Coming to Los Angeles

At the age of sixty-three, I had survived two depressions, addiction, a strange suicide attempt involving Ambien, three divorces, the loss of loved ones, and thirteen years of celibacy.

At the age of sixty-three, I fell in love with my third cousin. We are not married and do not intend to have children. I followed him west to this sprawling, desert metropolis by the ocean. I moved to Los Angeles. After six years, I have decided to speak up about life in Tinsel Town.

I have kept a journal on my city life. It keeps me sane. Is it possible for me to live a contented life in a sprawling metropolis? Can I find happiness in this really big, busy city? I struggle with this on a daily basis. City living is stressful and it does, in my opinion, require a loss of humanity. It is not for everyone. Los Angeles and New York City will never change.

Here is my journal, my notes on life in Los Angeles. It is quite different from Shuffletown and I do not stick out in this city of land of illusions. But I do not fit in either. After six years of trying to make a home in LA, I have made tremendous strides and I have wonderful new friends, but, OHMYGAWD, Tinsel Town beats anything I have ever experienced or imagined.
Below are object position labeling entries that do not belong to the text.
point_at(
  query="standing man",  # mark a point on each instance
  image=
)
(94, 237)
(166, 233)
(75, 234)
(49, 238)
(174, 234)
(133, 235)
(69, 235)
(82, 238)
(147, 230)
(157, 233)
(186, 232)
I believe that my troubles begin when people discover that I am from the South. They assume that I am not educated and my former living conditions were impoverished. There have been days, nights, and weeks that have been wonderful because I live in LA. I like sharing place with movie stars. But I cannot fit in…and I am still surprised when life in the city becomes a slap in the face. It is a conundrum.

I came to the metropolis of Los Angeles late. I thought I would fit in and not even be noticed in this metropolis of illusions. I was naïve. After all, I stuck out like a sore thumb in Shuffletown. I was born irreverent, adventurous, and stubborn. This created problems. My dear family spent decades trying to lure me onto another path. If they had concentrated on inventing perpetual motion, it would be a reality. But you cannot blame them. I took many paths. Well, maybe there were instances, but, bless their hearts, this sweet meddlesome family meant well. It was just their reaction to me.

Today, we live 3,000 miles apart. After a false start, they supported my first book, “Shuffletown USA.” And they are my greatest resources on my new book of historical fiction. I bless their love and hold them deep within my heart.

It is as my sister says, “I did the best I could.” You cannot fault anyone for their perception. All of life is perception. There are no truths; it is how you view everything. It is our perception and no one else’s.

I provided fodder. I am guilty of a lot of things; but not everything. I have led a life of fireworks and it has been quite a grand ride. I wouldn’t change a thing, not breast cancer, not my three marriages and divorces. I had a long wonderful relationship with a wild-ass Scotsman. I have led an irreverent life and I have experienced many opportunities to recall my antics. Sometimes, it is very embarrassing.

For example, I’ve been fired from jobs more than most. Sounds bad, but it was never for incompetence. I lost a job in the early 1970s because I would not sleep with my boss. The excuse he used was that my latch-key children called the office too often. Also, I used the following words in a press release: “Razzle, dazzle, and bee’s knees.” He could not find the words in Webster’s Dictionary.

I am fortunate to live long enough to see changes for working mothers, and I have lived long enough to re-discover my beloved Shuffletown. As I wrote in “Shuffletown USA”:

May God bless this village of odd and regular folks, saints, and bigots. They are all to be honored…and remembered. They abided in the years of yesterday and taught us how to shoulder today.”

But they didn’t prepare me for Los Angeles.